"Polyphème, you are a stupid oaf; do you believe that Her Grace the Duchess of Monmouth would come to applaud your last dance? Once more, Polyphème, you are tricking, you seek all sorts of evasions. You are afraid of being hanged, I tell you."

"So be it—yes, I am afraid of the gallows, I own it; let us speak no more of it. Put aside these probabilities, do not admit into our future this exaggerated fear. Zounds! one is not hanged for so little, while the prison is possible, not to say probable. Let us talk, then, of the prison.

"Well, how does the prison seem to you, Polyphème?

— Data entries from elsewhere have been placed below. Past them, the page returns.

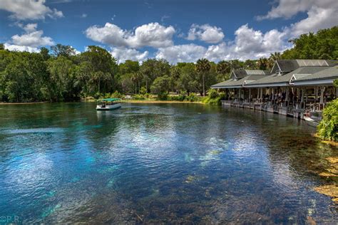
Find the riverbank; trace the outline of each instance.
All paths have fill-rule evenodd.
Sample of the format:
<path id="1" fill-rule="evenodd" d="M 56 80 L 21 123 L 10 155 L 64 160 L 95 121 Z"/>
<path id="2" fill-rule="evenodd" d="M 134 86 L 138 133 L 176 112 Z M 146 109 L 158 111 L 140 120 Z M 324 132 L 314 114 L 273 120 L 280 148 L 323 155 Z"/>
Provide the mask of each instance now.
<path id="1" fill-rule="evenodd" d="M 203 102 L 175 101 L 175 100 L 123 100 L 122 103 L 197 103 L 205 104 Z"/>
<path id="2" fill-rule="evenodd" d="M 38 102 L 38 103 L 0 103 L 1 105 L 33 105 L 48 103 L 49 102 Z"/>

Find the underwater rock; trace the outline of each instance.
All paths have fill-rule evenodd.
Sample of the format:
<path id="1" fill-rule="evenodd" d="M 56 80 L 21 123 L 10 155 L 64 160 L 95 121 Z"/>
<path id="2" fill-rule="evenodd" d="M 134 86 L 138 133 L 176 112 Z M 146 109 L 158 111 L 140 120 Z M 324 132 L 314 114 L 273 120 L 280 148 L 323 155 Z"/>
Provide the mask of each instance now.
<path id="1" fill-rule="evenodd" d="M 197 176 L 197 175 L 188 175 L 187 178 L 185 179 L 185 183 L 193 183 L 198 182 L 203 179 L 204 177 L 202 176 Z"/>
<path id="2" fill-rule="evenodd" d="M 327 157 L 327 160 L 332 164 L 338 163 L 338 157 Z"/>
<path id="3" fill-rule="evenodd" d="M 324 185 L 314 188 L 314 190 L 320 194 L 333 197 L 332 201 L 338 203 L 338 187 L 334 184 Z"/>

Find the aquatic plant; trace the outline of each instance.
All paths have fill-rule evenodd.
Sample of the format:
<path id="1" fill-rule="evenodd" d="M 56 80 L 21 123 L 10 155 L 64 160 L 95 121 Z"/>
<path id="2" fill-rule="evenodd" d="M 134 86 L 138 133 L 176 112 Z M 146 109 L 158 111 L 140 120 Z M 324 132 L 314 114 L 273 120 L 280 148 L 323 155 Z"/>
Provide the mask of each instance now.
<path id="1" fill-rule="evenodd" d="M 338 99 L 327 104 L 317 127 L 318 135 L 331 141 L 338 141 Z"/>

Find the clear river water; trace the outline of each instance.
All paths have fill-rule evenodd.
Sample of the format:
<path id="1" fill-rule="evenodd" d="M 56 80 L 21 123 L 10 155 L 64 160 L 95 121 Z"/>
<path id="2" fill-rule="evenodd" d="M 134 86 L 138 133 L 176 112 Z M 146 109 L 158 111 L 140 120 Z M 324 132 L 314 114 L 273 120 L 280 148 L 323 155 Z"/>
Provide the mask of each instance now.
<path id="1" fill-rule="evenodd" d="M 0 223 L 338 221 L 338 150 L 303 121 L 200 104 L 0 105 Z"/>

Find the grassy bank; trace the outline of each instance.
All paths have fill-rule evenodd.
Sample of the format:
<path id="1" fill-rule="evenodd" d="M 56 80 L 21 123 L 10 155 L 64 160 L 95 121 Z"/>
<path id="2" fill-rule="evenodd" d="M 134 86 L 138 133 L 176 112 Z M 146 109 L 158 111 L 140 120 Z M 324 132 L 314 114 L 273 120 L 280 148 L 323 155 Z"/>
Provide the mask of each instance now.
<path id="1" fill-rule="evenodd" d="M 1 105 L 33 105 L 33 104 L 42 104 L 48 103 L 49 102 L 38 102 L 38 103 L 0 103 Z"/>
<path id="2" fill-rule="evenodd" d="M 189 102 L 189 101 L 178 101 L 178 100 L 133 100 L 133 99 L 125 99 L 121 101 L 122 103 L 198 103 L 198 104 L 205 104 L 203 102 L 197 101 L 197 102 Z"/>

"Eh! eh! the prison is devilishly monotonous. I know well that I should have the resource of thinking of Blue Beard, but I shall think of her so much, I shall think of her even better in the peaceful solitude of the woods, in the calm of the paternal valley. The paternal valley! yes, decidedly, it is there that I would prefer to finish my days, dreaming of Blue Beard. Only, shall I ever find it again, this paternal valley? Alas! the mists of our Gavonne are so thick that I shall wander long, without doubt, before I find this dear valley again.

"Polyphème, you purposely wander from the subject; you wish to escape the prison as well as the gallows, in spite of your philosophical bombast.

"Well, yes, zounds! I do want to escape both; to whom should I avow it if not to myself? Who will comprehend me if not I, myself?

"That admitted, Polyphème, how will you evade the fate that threatens you?

"Just at present this road is hardly favorable for escape, I know; rocks on the right hand, on the left the sea, in front of and behind me the escort. My horse is not bad; if it was better than that of the good Chemerant, I might make a trial of swiftness with him.

"And then, Polyphème?

"And then I would leave good Chemerant on the road.